To the best of our knowledge, there is only one work which attempted to study hair morphology in a Malaysian population (Nataraja and Jessica 2015). In that work, the authors have assessed differences between the three major ethnic groups in Malaysia, i.e. Chinese, Malays, and Indians, using only qualitative features of hair, i.e. medulla patterns, cuticle thickness, and inner cuticle margin. In addition, the observed differences were assessed only with descriptive statistics. As a result, this work is the first report that studied the inter-ethnic difference in Malaysian sub-population using quantitative characteristic of hair, and both descriptive and inferential statistics were employed to evaluate the difference. Basically, the findings are in line with that presented by Nataraja and Jessica (2015), i.e. Malays and Chinese could be discriminated based on hair morphology.
On the other hand, some studies concentrated on the discriminatory power of hair morphology in populations other than Malaysian. For instance, it has been reported that twins could be discriminated by using common microscopic hair characteristics (Das-Chaudhuri 1976). However, Sharma et al. (2002) reported contradicting findings when involving more number of twins in a similar study. However, both works focused only on twin subjects. In contrary, this study has collected subjects according to ethnicity and involved no twins.
However, the results presented here is contradicted to other similar works involving non-Malaysian subjects (Kaur and Kumar 2000; Jasuja and Minakshi 2002; Aitken and Robertson 1986; Aitken and Robertson 1987). Those works concluded that the hair morphological parameters were not suitable for forensic casework because the variation was not consistent across two different populations (Kaur and Kumar 2000) or within one specific ethnic group (Jasuja and Minakshi 2002) or even for a particular individual (Aitken and Robertson 1986; Aitken and Robertson 1987; Robertson 1982).
Kaur and Kumar (2000) have considered the ethnic differences between Brahmin and Rajput populations in India. Theoretically, the genotype-specific difference between Malays and Chinese in Malaysia would be higher than that presented by the Brahmin and Rajput populations. This is due to the fact that Malaysian Chinese ancestors are those who migrated from Mainland China upon British colonization. On the other hand, Brahmin and Rajputs are believed to be closely related to each other (Mohan 2016). In fact, this is in line with the fact that hair morphology is partly controlled by genetic factors (Shimomura and Christiano 2010).

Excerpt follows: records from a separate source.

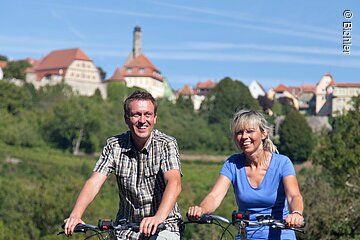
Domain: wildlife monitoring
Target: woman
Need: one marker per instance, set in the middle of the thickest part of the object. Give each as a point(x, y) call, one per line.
point(264, 181)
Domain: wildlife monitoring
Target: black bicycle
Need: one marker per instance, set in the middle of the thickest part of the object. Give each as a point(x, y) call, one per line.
point(105, 229)
point(241, 222)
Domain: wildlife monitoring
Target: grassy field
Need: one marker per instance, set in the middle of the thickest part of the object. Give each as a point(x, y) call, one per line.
point(39, 188)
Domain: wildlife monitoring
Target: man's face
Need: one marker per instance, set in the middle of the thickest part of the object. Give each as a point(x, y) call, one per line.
point(141, 121)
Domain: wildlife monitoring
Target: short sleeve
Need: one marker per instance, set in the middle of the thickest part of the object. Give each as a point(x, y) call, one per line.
point(288, 168)
point(171, 158)
point(228, 169)
point(105, 164)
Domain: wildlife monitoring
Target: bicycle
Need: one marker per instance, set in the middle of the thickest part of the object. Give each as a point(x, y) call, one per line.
point(105, 229)
point(241, 221)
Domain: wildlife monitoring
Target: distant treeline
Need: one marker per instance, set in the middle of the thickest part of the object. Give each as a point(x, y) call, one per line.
point(40, 130)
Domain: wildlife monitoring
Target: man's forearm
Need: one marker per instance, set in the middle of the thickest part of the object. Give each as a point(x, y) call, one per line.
point(87, 194)
point(171, 193)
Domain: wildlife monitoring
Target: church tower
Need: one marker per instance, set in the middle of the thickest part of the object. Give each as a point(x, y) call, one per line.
point(136, 42)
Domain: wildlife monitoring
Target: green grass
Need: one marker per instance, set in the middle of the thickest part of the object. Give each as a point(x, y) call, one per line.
point(39, 188)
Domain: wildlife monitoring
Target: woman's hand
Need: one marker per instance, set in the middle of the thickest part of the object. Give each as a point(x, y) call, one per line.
point(195, 212)
point(294, 220)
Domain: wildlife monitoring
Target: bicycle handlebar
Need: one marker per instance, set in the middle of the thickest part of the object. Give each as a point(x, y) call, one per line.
point(109, 225)
point(260, 221)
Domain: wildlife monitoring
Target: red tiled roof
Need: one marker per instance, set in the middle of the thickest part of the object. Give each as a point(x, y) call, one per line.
point(117, 75)
point(186, 90)
point(61, 59)
point(345, 84)
point(56, 62)
point(294, 90)
point(308, 88)
point(139, 66)
point(205, 85)
point(280, 88)
point(328, 75)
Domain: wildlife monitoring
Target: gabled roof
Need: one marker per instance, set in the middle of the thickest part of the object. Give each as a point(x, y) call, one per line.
point(139, 66)
point(61, 59)
point(186, 90)
point(308, 88)
point(141, 62)
point(357, 84)
point(205, 85)
point(280, 88)
point(117, 75)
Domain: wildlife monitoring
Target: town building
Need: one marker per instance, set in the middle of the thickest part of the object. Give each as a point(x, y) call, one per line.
point(139, 71)
point(334, 98)
point(71, 66)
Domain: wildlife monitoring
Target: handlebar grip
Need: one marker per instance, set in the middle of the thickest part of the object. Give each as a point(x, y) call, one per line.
point(161, 227)
point(80, 228)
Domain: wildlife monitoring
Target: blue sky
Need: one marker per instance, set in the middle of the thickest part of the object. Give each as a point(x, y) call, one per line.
point(273, 42)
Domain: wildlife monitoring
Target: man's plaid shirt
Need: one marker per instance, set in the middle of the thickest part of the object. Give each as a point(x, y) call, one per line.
point(140, 176)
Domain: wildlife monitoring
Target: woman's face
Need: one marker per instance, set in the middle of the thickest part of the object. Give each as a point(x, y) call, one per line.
point(249, 139)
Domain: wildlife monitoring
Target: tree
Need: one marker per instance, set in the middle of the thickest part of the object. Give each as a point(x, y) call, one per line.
point(296, 138)
point(13, 98)
point(185, 102)
point(16, 69)
point(226, 98)
point(75, 123)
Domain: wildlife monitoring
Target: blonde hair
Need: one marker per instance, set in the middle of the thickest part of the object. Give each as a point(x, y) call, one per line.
point(249, 118)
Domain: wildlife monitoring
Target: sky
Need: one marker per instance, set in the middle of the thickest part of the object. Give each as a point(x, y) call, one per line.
point(272, 42)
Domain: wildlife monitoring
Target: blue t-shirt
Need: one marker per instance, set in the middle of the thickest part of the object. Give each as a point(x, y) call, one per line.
point(267, 199)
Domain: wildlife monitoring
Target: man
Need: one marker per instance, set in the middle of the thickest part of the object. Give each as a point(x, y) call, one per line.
point(147, 168)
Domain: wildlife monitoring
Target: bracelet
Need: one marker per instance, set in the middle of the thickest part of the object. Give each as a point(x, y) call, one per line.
point(296, 212)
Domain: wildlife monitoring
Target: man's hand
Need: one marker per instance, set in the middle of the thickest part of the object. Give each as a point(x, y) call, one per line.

On the other hand, Jasuja and Minakshi (2002) have drawn a conclusion based solely on descriptive statistics. They studied intra-variation of hair within one specific ethnic group. However, they have not considered inferential statistics but only descriptive statistics in deriving the conclusion. In contrary, this work employed both the descriptive and inferential statistics to evaluate differences in hair morphology. As such, it seems relevant to suggest that the hypothesis test shall be conducted to confirm observations derived from the descriptive statistics.
Recently, Houck and Budowle (2002) have demonstrated that microscopic analysis of hair is as useful as molecular analysis because both approaches relied on independent types of information. For that reason, it seems worth to invest more effort to explore and assess the discriminatory power of other morphometry of hair in identifying a particular ethnic group (Apama and Yadav 2013). Following that, the study can be expanded later by considering both hair morphology and morphometry properties concurrently to achieve more insights on the subject of concern. In addition, an attempt should be made to construct a prediction model using multivariate modelling algorithm such as linear discriminant analysis or partial least squares-discriminant analysis.
The primary limitation of this work is the small sample sizes. In the context of statistical analysis, sample sizes could affect the reliability of hypothesis test. Due to that reason, we have derived the conclusion with regard to statistical differences by referring to the parametric (i.e. t test) as well as non-parametric (i.e. Wilcoxon’s rank-sum test) statistics. Based on Table 3, none of the pair of hypothesis tests shows disagreement in terms of statistical significance. As such, we could say that the impact of small sample sizes is minor in this work.